Is this something that the server could cope with, or should I put some kind of limit on the number of files processed.

By the way, I’m using shared hosting.

Cheers,

Jon

No problem, I’ll limit them to about 50, shouldn’t take too long to get them all done.

Cheers, the images are jpegs of around 120-140kb. And I’ll be using PHP GD(?) functions.

Can you not resize them locally, ie, not on server?

If you’re intent on have the web server do it, process them a few at a time. Use the absence of the image name in the database as an indicator, whether to process the image or not.

There are a bucket load of things that may affect the servers ability to cope, just try to play nice and add some common sense. :wink:

Probably, but I’ll play safe and say that we need more info.

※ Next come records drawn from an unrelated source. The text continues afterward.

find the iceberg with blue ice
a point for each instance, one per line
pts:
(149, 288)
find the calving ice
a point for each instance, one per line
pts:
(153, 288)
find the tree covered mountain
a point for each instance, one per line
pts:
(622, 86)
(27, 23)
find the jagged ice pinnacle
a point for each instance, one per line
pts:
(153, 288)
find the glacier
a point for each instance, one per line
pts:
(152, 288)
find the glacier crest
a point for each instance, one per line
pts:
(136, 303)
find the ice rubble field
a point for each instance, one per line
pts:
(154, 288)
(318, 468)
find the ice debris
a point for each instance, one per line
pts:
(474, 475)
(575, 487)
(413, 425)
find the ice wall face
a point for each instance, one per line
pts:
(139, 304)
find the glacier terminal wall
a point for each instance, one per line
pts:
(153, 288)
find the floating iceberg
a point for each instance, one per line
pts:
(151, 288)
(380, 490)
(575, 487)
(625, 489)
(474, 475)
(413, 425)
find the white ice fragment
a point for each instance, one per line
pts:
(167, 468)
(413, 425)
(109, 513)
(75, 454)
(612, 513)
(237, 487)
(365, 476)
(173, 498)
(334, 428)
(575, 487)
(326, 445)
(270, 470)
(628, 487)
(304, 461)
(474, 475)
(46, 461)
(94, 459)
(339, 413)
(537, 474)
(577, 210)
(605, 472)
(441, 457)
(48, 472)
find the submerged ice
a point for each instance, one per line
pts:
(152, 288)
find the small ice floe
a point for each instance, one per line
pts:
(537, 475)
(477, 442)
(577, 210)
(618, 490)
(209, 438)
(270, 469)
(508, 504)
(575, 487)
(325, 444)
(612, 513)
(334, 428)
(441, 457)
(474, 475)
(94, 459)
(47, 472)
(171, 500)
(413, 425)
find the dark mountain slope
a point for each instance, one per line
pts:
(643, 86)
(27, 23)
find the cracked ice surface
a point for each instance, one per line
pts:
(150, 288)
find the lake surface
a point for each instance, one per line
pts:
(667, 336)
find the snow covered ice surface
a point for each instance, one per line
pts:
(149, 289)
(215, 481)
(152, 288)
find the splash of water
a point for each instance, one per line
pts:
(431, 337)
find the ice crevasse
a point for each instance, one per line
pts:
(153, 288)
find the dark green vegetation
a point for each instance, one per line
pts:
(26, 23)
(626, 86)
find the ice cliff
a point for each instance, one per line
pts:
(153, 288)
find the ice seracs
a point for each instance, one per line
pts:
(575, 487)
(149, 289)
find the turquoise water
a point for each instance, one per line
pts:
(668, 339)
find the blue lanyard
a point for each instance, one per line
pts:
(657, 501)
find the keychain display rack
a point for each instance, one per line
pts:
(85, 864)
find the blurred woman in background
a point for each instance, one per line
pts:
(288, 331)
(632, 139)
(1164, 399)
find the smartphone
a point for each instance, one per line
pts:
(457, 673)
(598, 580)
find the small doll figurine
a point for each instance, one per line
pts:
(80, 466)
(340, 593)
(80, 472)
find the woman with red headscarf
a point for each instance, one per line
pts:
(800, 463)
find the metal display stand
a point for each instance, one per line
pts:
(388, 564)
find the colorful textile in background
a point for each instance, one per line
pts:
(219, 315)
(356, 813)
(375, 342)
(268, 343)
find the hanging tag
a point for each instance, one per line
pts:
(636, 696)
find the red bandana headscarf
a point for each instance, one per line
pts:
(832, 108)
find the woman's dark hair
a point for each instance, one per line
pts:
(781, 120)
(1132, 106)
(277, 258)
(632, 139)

What are the images being resized (consider 20 megapixel RAW images versus 20 KB JPEGs)? Will this need done be done repeatedly or is it a one-off? What were you hoping to use for the resizing (GD2, Imagemagick, something else)? Can you do the job locally and push the finished files to the shared server? Its details like these that we need to help give you a yay or nay.

If in doubt build a javascript/php loop.

The php divides the task into groups of 50. When it completes a group it sends a response back to the browser and embedded in it is a javascript call to do the next batch. These calls echo back and forth until the task is done.

If you are doing this as a cron you can do better by dividing the task on the first process and then forking off the actual builds to different process. This would be even faster since the OS can put the scripts onto different cores of the server as the task is parallel in nature. The only real bottleneck is disk access.